Jahr für Jahr wurde von der Gemeinde aber auch von außenstehenden Branchenbeobachtern der Siegeszug des freien Betriebsystems Linux beschworen. Doch so viele gute Gründe es für die Nutzung eines offenen und kostenlosen Systems gibt, Microsofts Monopol mit Windows konnte selbst in schwierigen Zeiten (Vista) nicht gestürzt - ja kaum angekratzt werden. Zu sehr sind Privatanwender und Unternehmen auf das Windows-Ökosystem eingespielt.
Die vielfach angekündigte Linux-Revolution konnte jüngsten Aussagen des Leiters der Linux Foundation Jim Zemlin nach dennoch nicht aufgehalten werden.
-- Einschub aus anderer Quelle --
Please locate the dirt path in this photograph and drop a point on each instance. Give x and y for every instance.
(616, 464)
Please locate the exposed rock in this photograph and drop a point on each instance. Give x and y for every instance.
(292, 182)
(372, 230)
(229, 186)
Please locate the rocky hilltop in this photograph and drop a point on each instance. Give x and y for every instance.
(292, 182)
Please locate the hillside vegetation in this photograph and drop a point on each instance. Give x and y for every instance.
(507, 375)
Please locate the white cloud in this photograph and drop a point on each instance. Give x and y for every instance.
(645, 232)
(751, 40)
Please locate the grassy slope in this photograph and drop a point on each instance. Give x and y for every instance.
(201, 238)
Der Erfolgsweg des freien Codes verlief dabei allerdings ein wenig über Umwege. Erst mit der Etablierung mobiler und neuer Plattformen, die nicht einem Monopol unterstanden, konnte die Basis - ein Nährboden - für ein gesundes Wachstum gesetzt werden. Geht es nach Zemlin, müsse 2010 keiner mehr von Linux überzeugt werden. "The Battle is over - die Schlacht ist vorbei", erklärt er siegessicher im Interview mit Wired.com.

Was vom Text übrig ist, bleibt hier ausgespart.